The Cluster-Specific Structural Relations

For the group-and-cluster-specific residual factor covariances ${\mathbf{\Psi }}_{gk}$, we sampled the variances of the exogenous factors $F1$and $F2$from a uniform distribution $U(0.75, 1.25)$ and their covariance from $U(-0.3, 0.3)$. The total variances of the endogenous factors $F3$and $F4$were also sampled from $U(0.75, 1.25)$ and their residual variances are determined as follows: For $F3$ and F4, it was computed as $\mathrm{V}\mathrm{a}\mathrm{r}{\left(F3\right)}_g-({\beta }_{2,k}^2\mathrm{V}\mathrm{a}\mathrm{r}{\left(F1\right)}_g+{\beta }_{3,k}^2\mathrm{V}\mathrm{a}\mathrm{r}{\left(F2\right)}_g+2{\beta }_{2,k}{\beta }_{3,k}{\mathrm{C}\mathrm{o}\mathrm{v}(F1,F2)}_g$ and $\mathrm{V}\mathrm{a}\mathrm{r}{\left(F4\right)}_g-({\beta }_{1,k}^2\mathrm{V}\mathrm{a}\mathrm{r}{\left(F1\right)}_g+{\beta }_{4,k}^2\mathrm{V}\mathrm{a}\mathrm{r}{\left(F3\right)}_g+2{\beta }_{1,k}{\beta }_{4,k}\left({\beta }_{2,k}\mathrm{V}\mathrm{a}\mathrm{r}{\left(F1\right)}_g+{\beta }_{3,k}\mathrm{C}\mathrm{o}\mathrm{v}{\left(F1,F2\right)}_g\right))$, respectively.

In Loading Matrix ${\mathbf{\Lambda }}_g$, the first loading of each factor was fixed to one. The other loadings (except for crossloadings) were approximately invariant across groups and were sampled from a normal distribution with a mean of $\sqrt{0.6}$ in case of a high item reliability and $\sqrt{0.4}$ in case of a low item reliability, and a variance that depended on the level of the AMI. According to a summary by Arts et al. (2021), prior variances used in simulation and empirical studies typically range from 0.001 to 0.1. Following this, our simulations included five levels of AMI (i.e., 0.001, 0.005, 0.01, 0.05, 0.1). For instance, to obtain an AMI level of 0.01, which implies a variance of 0.01 for differences in loadings, we sampled loadings from a normal distribution with a variance of 0.005 for all groups.² Per factor, one crossloading was added to the third item measuring the next factor (i.e., Item 8 crossloaded on Factor 1, Item 13 on Factor 2, Item 18 on Factor 3, and Item 3 on Factor 4).
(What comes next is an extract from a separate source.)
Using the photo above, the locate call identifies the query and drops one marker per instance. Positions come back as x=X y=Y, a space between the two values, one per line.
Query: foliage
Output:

A value of 0 corresponded to no crossloading, 0.2 to a moderate crossloading, and 0.4 to a large crossloading. The unique variances on the diagonal of ${\mathbf{\Theta }}_{\mathit{g}}$ were sampled from $U(0.3, 0.5)$ under high reliability and from $U(0.50, 0.70)$ under low reliability.

Finally, the data were sampled from $\mathrm{M}\mathrm{V}\mathrm{N}(0,\mathit{ }{\mathbf{\Sigma }}_{gk})$ for each group. In total, we generated 2 (number of groups) × 3 (within-group sample size) × 2 (number of clusters) × 3 (size of regression parameters) × 2 (reliability) × 5 (size of AMI) × 3 (size of crossloadings) × 50 (replications) = 54,000 data sets according to the described procedure, using R Version 4.4 (R Core Team, 2022). All data sets were analyzed with MixMG-BSEM with 50 random starts and the true number of clusters. For each data set, we performed the analysis five times, with different prior variances for the loadings (i.e., 0.001, 0.005, 0.01, 0.05, 0.1) in Step 1, to examine the performance of MixMG-BSEM across different prior variances. The analyses were performed on a supercomputer consisting of 2 Intel Xeon Platinum 8468 CPUs (Sapphire Rapids). The average computation time was 50.5 minutes ($SD= 24.8$) for Step 1 (mainly influenced by $G$ and $N_g$) with the four factors estimated sequentially, 0.03 minutes ($SD=0.02$) for the intermediate Step 2, and 5.7 minutes ($SD= 5.7$) for Step 3 (mainly influenced by $N_g$, $K$, and $\beta )$.³ We assessed MCMC convergence of the Bayesian estimation using the potential scale reduction factor (PSRF). On average, the PSRF was 1.000 ($SD = 0.001$), indicating sufficient convergence, with no notable differences across conditions. These results suggest that the MCMC chains converged properly for all simulated data sets.

Results

Recovery of Factor Loadings

We evaluated the recovery of the group-specific factor loading estimates for each item $j$, using the Root Mean Squared Error (RMSE) across groups as follows:

3

$$\begin{array}{c}{RMSE}_{{\lambda }_j}=\sqrt{\frac{{\sum }_{g=1}^G{\left({{\widehat{\lambda }}_{gj}-\lambda }_{gj}\right)}^2}{G}} \end{array}$$

where ${\lambda }_{gj}$ is the true group-specific loading of the j-th item on the factor, and ${\widehat{\lambda }}_{gj}$ is the corresponding estimate. Note that ${RMSE}_{{\lambda }_j}$ is also affected by the variance of the estimates, rather than just the bias.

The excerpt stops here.